Tory claimed to have spoken with author Desmond Cole, whose first-hand account of racial profiling by police served as a rallying point for anti-carding activists, before coming to his decision.

"That's technically true," Cole told Metro."But he should have mentioned that the conversation took place several weeks ago."

By focusing on his story, Cole says he believes the mayor ignored the hundreds of Torontonians who lobbied Tory and the rest of the Police Services Board to end carding to no avail.

"I think John Tory and others should have listened sooner," he said.

Cole believes the real tipping point for Tory came last week, when a coalition of Toronto's elite, including former mayors David Crombie and Barbara Hall, spoke out against the carding.

"A lot of powerful people who are close to John Tory started whispering in his ear and I believe, and this is just my opinion, that that's what turned the mayor," he said.

Cole also said that while a number of individuals deserve credit for opposing carding, much of the work was done by organizations like St. Stephen's Community House or the Weston-Mount Dennis community hub.

"Through these organizations, young people who had been carded were encouraged to come out and talk about what happened to them," he said. "That was an inspiration to me and it gave us the proper context with which to fight an illegitimate police practice."

Three 'concrete' demands

The mayor's change of heart is only the first step in ending carding, Cole said. If Tory and the Police Services board are serious about solving the problem, he believes they must do three things.

First, the police must proactively inform anyone not suspected of a crime that they're under no obligation to speak with officers.

Second, anyone who does submit to a voluntary police check must be issued a detailed receipt.
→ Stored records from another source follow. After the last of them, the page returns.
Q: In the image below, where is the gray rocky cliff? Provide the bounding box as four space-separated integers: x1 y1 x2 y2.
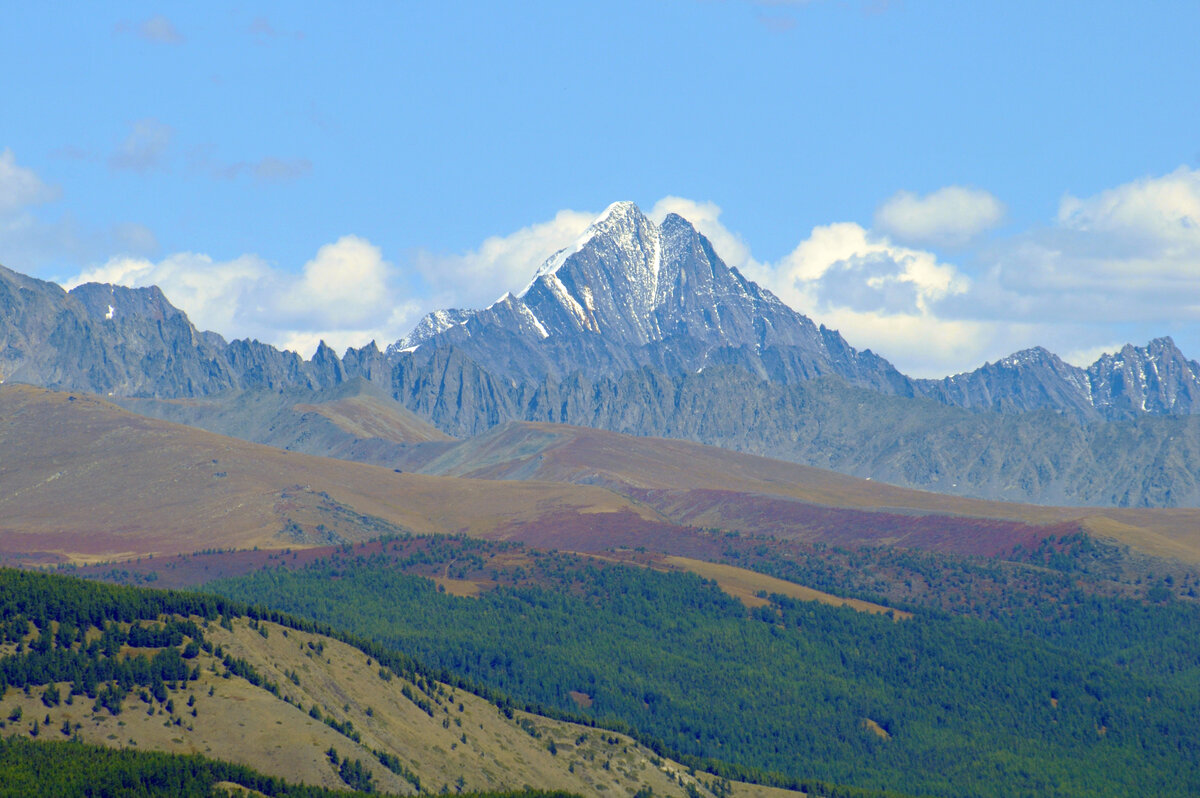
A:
0 264 345 397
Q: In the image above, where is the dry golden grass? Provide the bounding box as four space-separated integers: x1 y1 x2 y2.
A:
430 576 483 597
730 784 812 798
292 394 452 444
0 386 654 564
0 615 800 798
861 719 890 740
662 556 911 619
9 385 1200 568
1078 513 1200 564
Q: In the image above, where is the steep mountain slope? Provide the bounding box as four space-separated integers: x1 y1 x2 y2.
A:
392 363 1200 508
202 539 1200 798
8 197 1200 508
916 337 1200 421
392 201 914 397
0 264 343 397
1087 337 1200 417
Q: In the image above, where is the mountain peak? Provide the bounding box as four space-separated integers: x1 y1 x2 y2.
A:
594 199 643 224
1147 335 1181 354
523 201 656 295
995 346 1060 369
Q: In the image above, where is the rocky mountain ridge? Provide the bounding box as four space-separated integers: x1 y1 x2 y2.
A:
377 202 1200 425
916 337 1200 421
389 202 916 395
0 264 345 397
4 201 1200 506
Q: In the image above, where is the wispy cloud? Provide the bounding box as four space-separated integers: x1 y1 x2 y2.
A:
109 119 173 173
115 15 185 45
0 149 158 272
962 166 1200 326
248 16 304 41
757 14 798 32
0 149 60 214
189 146 312 184
43 167 1200 373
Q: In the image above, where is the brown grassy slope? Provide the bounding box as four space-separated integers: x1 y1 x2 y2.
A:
291 393 453 445
660 556 911 618
419 421 1200 563
112 383 456 471
0 616 788 798
0 385 656 564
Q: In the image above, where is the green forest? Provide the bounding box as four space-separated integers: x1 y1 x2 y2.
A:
203 538 1200 798
5 537 1200 798
0 566 911 798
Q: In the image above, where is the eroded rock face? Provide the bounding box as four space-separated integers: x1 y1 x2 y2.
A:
914 338 1200 422
387 202 916 398
0 265 343 397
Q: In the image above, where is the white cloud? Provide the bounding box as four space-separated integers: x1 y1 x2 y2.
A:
412 199 760 312
765 222 969 313
1060 343 1122 368
61 236 421 358
816 308 998 378
1056 165 1200 256
413 208 595 307
742 221 977 376
974 166 1200 325
0 149 158 273
0 149 59 214
410 197 992 376
874 186 1005 246
44 170 1200 375
63 252 272 336
278 236 394 328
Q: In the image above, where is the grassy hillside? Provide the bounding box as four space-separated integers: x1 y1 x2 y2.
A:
9 384 1200 570
114 379 456 470
0 568 816 798
202 536 1200 798
0 385 656 564
415 421 1200 563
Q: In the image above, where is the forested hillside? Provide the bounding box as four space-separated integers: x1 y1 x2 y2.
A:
204 536 1200 798
1 569 808 798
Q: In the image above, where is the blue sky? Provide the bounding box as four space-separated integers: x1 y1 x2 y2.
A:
3 1 1200 376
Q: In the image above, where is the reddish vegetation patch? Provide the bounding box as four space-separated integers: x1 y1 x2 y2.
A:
489 508 725 557
72 545 340 588
568 691 594 709
632 488 1076 557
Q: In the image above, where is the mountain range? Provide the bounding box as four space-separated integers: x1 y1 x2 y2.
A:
4 201 1200 506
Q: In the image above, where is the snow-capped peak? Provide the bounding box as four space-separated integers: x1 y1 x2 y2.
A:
520 201 653 298
387 307 473 354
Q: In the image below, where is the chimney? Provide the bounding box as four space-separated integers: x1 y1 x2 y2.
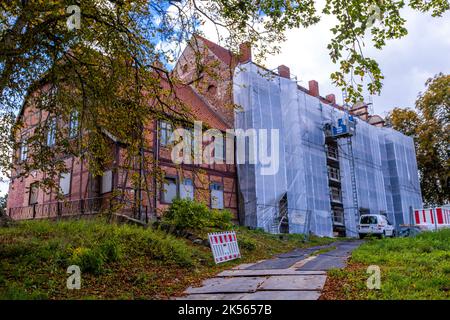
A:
278 65 290 79
308 80 319 97
350 102 369 121
326 94 336 104
239 42 252 63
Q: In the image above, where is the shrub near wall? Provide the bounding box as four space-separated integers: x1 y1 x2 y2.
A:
162 198 233 231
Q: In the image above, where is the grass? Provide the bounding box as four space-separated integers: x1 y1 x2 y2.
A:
0 218 333 300
322 229 450 300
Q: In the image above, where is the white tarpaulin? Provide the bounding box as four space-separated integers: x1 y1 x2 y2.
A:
233 62 422 237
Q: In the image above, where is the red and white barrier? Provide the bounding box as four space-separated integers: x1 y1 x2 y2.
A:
208 231 241 264
414 207 450 229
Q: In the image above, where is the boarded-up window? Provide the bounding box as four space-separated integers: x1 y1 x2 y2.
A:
163 177 177 203
101 170 113 194
29 182 39 205
210 183 224 209
180 178 194 200
59 172 71 195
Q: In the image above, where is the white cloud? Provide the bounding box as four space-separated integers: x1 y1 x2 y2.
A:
200 4 449 115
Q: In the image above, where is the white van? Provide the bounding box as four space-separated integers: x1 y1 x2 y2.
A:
358 214 395 239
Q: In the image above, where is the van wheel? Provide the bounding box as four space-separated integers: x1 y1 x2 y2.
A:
391 231 396 238
358 233 365 239
379 231 386 239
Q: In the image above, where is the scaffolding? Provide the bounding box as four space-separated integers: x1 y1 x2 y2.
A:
233 62 422 237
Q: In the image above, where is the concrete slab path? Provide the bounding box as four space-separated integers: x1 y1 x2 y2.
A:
177 240 363 300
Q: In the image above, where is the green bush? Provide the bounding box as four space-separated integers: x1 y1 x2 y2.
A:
99 238 122 262
210 209 233 229
238 237 257 251
69 247 104 274
162 198 233 230
143 232 194 267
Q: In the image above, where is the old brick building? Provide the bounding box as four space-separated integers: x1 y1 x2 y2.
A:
7 35 243 222
7 36 407 237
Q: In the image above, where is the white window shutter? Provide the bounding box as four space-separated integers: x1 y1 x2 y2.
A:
59 172 71 195
101 170 113 194
163 178 177 203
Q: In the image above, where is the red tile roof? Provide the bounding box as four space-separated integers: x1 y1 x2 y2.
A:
195 35 238 67
172 83 230 131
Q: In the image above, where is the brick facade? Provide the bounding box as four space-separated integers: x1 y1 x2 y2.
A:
7 37 240 222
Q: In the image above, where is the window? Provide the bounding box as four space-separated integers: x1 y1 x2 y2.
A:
183 127 195 157
101 170 113 194
159 121 173 147
162 177 177 203
360 215 378 225
330 187 342 203
29 182 39 205
59 172 71 195
214 136 225 161
180 178 194 200
19 138 28 162
69 111 79 138
207 84 217 95
210 183 224 209
46 118 57 146
328 166 340 181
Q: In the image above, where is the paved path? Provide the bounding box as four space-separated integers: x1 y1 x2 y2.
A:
177 240 363 300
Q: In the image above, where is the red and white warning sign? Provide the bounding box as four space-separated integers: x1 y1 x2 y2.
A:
208 231 241 264
414 207 450 228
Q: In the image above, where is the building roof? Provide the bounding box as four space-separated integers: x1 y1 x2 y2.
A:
171 83 230 131
194 35 237 67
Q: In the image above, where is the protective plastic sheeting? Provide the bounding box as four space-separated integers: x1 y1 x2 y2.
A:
233 62 422 237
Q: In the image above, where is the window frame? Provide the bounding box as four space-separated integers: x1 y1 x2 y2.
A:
19 137 28 162
326 145 339 160
46 118 57 146
28 182 39 205
210 182 224 209
327 166 340 181
100 170 113 194
161 176 178 204
59 172 72 196
179 178 194 200
159 121 173 147
68 110 79 138
213 135 226 162
330 186 342 203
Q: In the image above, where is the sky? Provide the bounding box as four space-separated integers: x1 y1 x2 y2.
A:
1 4 449 197
200 4 449 117
262 6 450 117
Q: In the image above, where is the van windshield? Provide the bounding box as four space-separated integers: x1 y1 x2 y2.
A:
360 216 378 224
When a similar practice was put into place under former police chief Bill Blair, instances of carding declined by 90 per cent, Cole said.

"If the police are made accountable, they'll stop taking information except when they need it for an investigation," he said.

Finally, Cole wants police to destroy the existing database of carding interactions, which consists primarily of information about innocent Torontonians.

"If we get those three things, we know we're on the way to ending police carding in this city," Cole said.